Answer: The Bible verses in question regarding this foot washing are found in the book of John, chapter 12. Let us look at the first few verses of this chapter to see what we can glean from them in order to answer your question. The first verse of John 12 tells us that less than a week before Jesus' final Passover with his disciples he travels to the Bethany home of Mary, Martha and Lazarus.
As a detailed timeline of the last days of Jesus shows, he came to Bethany (which is roughly one to two miles from Jerusalem) near sunset on a Wednesday. The actual dated was March 29th, 30 A.D. He will be betrayed and arrested after sunset on the coming Tuesday, which is April 4th. His crucifixion will occur the next day, April 5th.
A generous host
John 12:2 states that Martha made Jesus dinner. Martha was always busy and active. She would throw herself so totally into serving that she sometimes missed that something still more important needed her attention (Luke 10:38 - 42).
Then Mary (Martha's sister) took a whole pint (other translations say a pound) of a very expensive perfume made of pure nard, poured it on Jesus' feet, and wiped them with her hair . . . (John 12:3).
Spikenard is a precious and expensive rose-red colored oil made from the highly aromatic dried roots and oily stems of the spikenard plant.

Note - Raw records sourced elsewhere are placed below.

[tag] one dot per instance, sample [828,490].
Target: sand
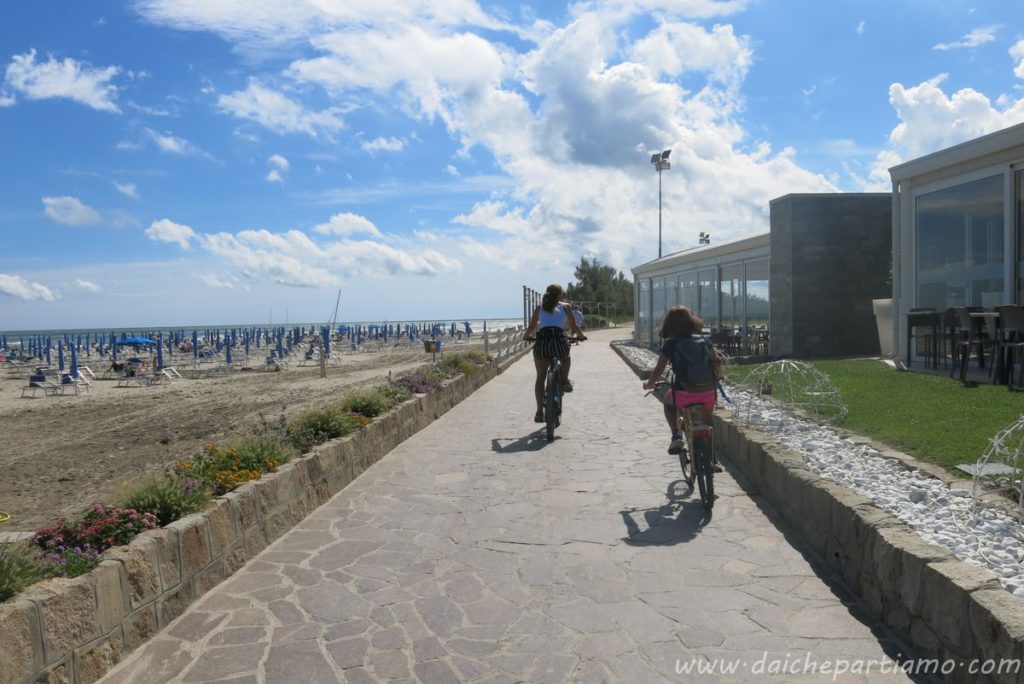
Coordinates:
[59,454]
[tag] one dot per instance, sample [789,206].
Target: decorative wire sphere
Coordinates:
[799,386]
[999,468]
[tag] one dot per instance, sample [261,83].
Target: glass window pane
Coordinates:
[960,245]
[709,297]
[756,288]
[731,302]
[1020,237]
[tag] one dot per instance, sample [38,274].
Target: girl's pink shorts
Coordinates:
[684,398]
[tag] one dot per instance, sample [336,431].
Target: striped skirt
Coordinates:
[551,343]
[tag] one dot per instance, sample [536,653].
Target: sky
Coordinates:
[199,162]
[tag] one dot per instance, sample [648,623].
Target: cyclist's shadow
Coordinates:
[534,441]
[676,521]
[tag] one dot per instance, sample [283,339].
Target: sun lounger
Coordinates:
[45,386]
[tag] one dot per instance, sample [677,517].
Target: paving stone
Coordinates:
[476,551]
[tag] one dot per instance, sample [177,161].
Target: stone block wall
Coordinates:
[830,256]
[75,630]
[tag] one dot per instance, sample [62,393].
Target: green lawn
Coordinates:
[932,418]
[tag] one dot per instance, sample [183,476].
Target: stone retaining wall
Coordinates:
[942,607]
[75,630]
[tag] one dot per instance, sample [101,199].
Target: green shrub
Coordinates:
[320,425]
[369,402]
[18,568]
[169,497]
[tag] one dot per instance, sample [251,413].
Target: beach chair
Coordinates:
[45,386]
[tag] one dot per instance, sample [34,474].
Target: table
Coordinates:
[932,319]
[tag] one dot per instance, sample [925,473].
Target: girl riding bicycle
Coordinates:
[552,316]
[695,366]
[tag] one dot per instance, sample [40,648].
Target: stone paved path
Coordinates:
[477,552]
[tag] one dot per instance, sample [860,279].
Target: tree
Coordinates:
[597,284]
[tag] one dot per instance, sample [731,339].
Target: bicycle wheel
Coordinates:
[551,403]
[705,475]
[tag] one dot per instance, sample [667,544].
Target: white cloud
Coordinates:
[69,79]
[383,144]
[1017,52]
[166,230]
[347,224]
[175,145]
[215,282]
[261,255]
[128,189]
[975,38]
[930,121]
[276,113]
[15,286]
[69,211]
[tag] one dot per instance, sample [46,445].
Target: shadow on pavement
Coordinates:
[676,521]
[534,441]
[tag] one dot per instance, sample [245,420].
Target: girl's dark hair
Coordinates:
[679,322]
[552,296]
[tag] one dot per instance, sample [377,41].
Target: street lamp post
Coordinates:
[660,162]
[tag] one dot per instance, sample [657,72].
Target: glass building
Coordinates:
[725,285]
[958,226]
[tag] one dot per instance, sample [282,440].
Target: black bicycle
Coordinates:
[696,461]
[553,393]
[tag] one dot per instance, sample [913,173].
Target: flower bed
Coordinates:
[75,629]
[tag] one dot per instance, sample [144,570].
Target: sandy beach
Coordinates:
[58,454]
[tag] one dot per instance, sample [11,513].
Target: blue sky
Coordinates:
[188,162]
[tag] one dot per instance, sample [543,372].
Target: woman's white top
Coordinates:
[555,319]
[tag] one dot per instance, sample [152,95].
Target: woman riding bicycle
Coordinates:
[552,316]
[694,365]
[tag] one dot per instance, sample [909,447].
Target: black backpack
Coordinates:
[692,361]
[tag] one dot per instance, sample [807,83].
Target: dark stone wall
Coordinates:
[829,258]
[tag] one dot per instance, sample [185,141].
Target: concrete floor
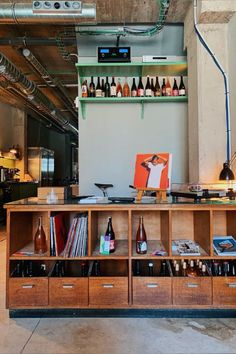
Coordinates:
[111,335]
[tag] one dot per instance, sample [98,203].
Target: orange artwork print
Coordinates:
[153,171]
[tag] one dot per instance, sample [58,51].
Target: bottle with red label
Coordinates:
[111,234]
[141,238]
[140,88]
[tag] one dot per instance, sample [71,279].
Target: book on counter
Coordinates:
[186,247]
[224,245]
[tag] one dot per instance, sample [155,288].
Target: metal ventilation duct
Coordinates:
[36,97]
[22,13]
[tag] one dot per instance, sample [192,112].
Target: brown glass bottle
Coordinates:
[141,238]
[110,232]
[40,243]
[191,271]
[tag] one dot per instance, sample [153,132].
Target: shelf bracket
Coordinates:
[142,110]
[83,110]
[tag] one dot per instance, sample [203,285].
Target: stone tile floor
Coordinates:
[111,335]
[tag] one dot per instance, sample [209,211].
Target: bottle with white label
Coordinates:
[182,90]
[98,91]
[148,91]
[140,88]
[111,234]
[141,238]
[113,88]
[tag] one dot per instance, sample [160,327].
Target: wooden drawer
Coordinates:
[192,291]
[108,291]
[224,290]
[152,291]
[68,291]
[28,292]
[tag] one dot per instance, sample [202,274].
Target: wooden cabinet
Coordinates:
[224,291]
[117,285]
[28,292]
[192,291]
[68,292]
[152,291]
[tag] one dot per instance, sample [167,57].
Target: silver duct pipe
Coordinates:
[63,94]
[22,13]
[29,88]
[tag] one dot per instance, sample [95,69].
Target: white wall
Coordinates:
[112,134]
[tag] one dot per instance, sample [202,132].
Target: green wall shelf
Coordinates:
[132,69]
[141,100]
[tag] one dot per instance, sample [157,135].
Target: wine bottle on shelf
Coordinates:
[107,88]
[91,88]
[177,271]
[141,238]
[226,268]
[175,90]
[184,269]
[40,243]
[157,89]
[140,88]
[182,90]
[134,92]
[150,269]
[103,88]
[110,232]
[152,87]
[43,270]
[163,88]
[113,88]
[126,89]
[119,89]
[203,271]
[97,271]
[168,87]
[148,91]
[84,89]
[191,270]
[137,267]
[163,269]
[98,92]
[83,269]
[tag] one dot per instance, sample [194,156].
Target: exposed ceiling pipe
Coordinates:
[22,13]
[28,87]
[62,93]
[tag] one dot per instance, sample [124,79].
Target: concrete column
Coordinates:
[207,128]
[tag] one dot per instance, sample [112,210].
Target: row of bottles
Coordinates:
[29,269]
[189,268]
[151,268]
[152,88]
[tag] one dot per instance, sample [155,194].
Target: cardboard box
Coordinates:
[61,192]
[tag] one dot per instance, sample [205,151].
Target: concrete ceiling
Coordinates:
[50,44]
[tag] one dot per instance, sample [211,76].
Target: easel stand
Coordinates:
[160,194]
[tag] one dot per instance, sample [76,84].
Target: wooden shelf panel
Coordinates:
[121,250]
[161,99]
[132,69]
[153,245]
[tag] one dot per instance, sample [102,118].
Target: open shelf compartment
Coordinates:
[99,220]
[157,227]
[192,225]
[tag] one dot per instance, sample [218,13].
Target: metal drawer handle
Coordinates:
[232,285]
[192,285]
[68,286]
[108,286]
[28,286]
[152,285]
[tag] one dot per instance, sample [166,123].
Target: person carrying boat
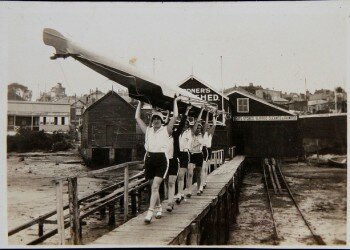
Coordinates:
[196,156]
[173,153]
[185,140]
[207,141]
[156,159]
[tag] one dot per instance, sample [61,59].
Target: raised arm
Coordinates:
[173,119]
[182,122]
[206,122]
[197,121]
[167,118]
[139,121]
[211,130]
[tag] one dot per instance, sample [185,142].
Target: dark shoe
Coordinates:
[170,207]
[149,216]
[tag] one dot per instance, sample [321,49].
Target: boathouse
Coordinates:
[109,131]
[261,129]
[222,136]
[36,116]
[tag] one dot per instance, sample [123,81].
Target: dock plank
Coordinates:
[163,231]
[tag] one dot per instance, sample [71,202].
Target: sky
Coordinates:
[273,44]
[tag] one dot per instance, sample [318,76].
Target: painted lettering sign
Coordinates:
[264,118]
[205,94]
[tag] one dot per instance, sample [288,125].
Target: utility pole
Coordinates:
[154,66]
[335,100]
[222,92]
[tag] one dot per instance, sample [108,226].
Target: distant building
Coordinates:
[37,116]
[76,110]
[206,92]
[109,131]
[294,96]
[299,106]
[57,92]
[319,106]
[92,97]
[268,94]
[251,88]
[262,129]
[322,94]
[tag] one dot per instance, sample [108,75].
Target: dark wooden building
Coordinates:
[261,129]
[331,129]
[222,136]
[109,131]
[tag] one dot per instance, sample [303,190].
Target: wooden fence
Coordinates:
[101,200]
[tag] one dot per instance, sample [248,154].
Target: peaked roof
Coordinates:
[258,99]
[111,92]
[204,83]
[279,99]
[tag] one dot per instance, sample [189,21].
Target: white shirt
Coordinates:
[197,143]
[170,151]
[207,139]
[185,140]
[157,141]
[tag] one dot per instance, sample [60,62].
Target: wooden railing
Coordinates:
[102,199]
[77,213]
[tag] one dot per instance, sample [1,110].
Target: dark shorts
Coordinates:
[205,153]
[173,166]
[197,159]
[156,164]
[209,153]
[184,158]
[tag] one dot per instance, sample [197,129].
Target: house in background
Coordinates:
[57,92]
[47,116]
[109,131]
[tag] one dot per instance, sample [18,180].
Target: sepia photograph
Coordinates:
[174,124]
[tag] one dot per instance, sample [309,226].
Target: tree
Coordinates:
[16,91]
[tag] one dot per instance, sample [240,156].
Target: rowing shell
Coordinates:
[140,86]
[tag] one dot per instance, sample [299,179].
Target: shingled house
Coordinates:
[109,131]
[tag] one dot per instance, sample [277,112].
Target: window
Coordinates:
[242,105]
[11,120]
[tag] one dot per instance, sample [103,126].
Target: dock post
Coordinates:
[139,199]
[318,156]
[126,192]
[103,209]
[41,228]
[213,223]
[215,160]
[133,203]
[74,210]
[60,219]
[194,238]
[111,215]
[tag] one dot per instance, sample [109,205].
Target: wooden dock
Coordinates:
[199,220]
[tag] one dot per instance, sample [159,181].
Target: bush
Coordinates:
[61,146]
[26,140]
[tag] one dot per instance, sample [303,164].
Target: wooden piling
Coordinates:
[133,203]
[74,210]
[194,238]
[126,192]
[40,228]
[111,215]
[60,219]
[139,199]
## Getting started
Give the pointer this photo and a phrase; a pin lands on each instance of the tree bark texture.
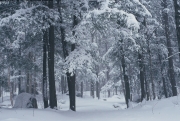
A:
(169, 46)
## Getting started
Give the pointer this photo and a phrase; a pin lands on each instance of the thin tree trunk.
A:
(177, 21)
(52, 88)
(169, 46)
(97, 90)
(126, 81)
(10, 86)
(82, 89)
(141, 66)
(92, 88)
(27, 82)
(44, 86)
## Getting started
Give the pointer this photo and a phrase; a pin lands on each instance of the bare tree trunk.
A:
(177, 21)
(27, 82)
(169, 46)
(52, 87)
(141, 66)
(82, 89)
(10, 86)
(44, 84)
(92, 88)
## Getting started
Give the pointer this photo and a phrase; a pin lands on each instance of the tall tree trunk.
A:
(10, 86)
(52, 88)
(82, 89)
(141, 66)
(169, 46)
(126, 81)
(162, 76)
(177, 21)
(27, 82)
(97, 90)
(70, 78)
(44, 85)
(19, 79)
(92, 88)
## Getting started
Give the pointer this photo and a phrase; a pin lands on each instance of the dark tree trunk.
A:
(70, 79)
(141, 66)
(163, 79)
(62, 84)
(109, 93)
(19, 79)
(169, 46)
(44, 86)
(126, 81)
(97, 90)
(116, 89)
(92, 88)
(52, 88)
(177, 21)
(82, 89)
(27, 83)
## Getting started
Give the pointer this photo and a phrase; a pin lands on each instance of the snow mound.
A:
(25, 100)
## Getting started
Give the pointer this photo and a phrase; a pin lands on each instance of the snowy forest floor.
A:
(89, 109)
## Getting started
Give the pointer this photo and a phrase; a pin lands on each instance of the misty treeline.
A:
(71, 46)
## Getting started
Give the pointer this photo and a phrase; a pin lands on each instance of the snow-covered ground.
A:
(89, 109)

The plant grows in India. Roughly speaking, this ointment cost the equivalent of $50 U.S., which in the first century A.D. was the average wages of a worker for almost an entire year.
Judas the thief
Verses 4 to 6 of John 12 tell us that Judas (who would betray Christ) complained loudly to Jesus that instead of buying the spikenard, Mary should have used the money to give to the poor. While seemingly noble on the surface, Judas was feigning his concern for Israel's poor. Since he was a thief (verse 6) who controlled the group's "money bag," he wanted the oil turned back into cash so that he could steal it from the bag.
Jesus answers Judas' petty complaint by telling him to leave Mary alone (John 12:7 - 8)! He also states that what she did was a very good thing.
Notice that Martha (John 12:2) served or "ministered" to Christ's physical needs on this first of three recorded meals that He attended during the same week. Her serving was honorable and commendable.
So, what was the significance of Mary washing the feet of Jesus with her hair? She was more "spiritually perceptive" than her sister, Martha. She was also more interested in what Jesus had to say and made it her practice to sit at His feet so she could hear every word He spoke in her presence (Luke 10:39).
By acquiring expensive spikenard, anointing His feet, and wiping them with her hair, Mary displayed a devoted and affectionate humility to one she loved deeply and sincerely. Her actions are intentionally in the Bible to memorialize, for all ages, what she did.
Interestingly, Jesus, in less than a week, would wrap a towel around his waist and wash the feet of ALL his disciples, including Judas who would betray him, on Passover night. Our Heavenly Father places a high premium on humility and love, which are both critical in the character of a true Christian.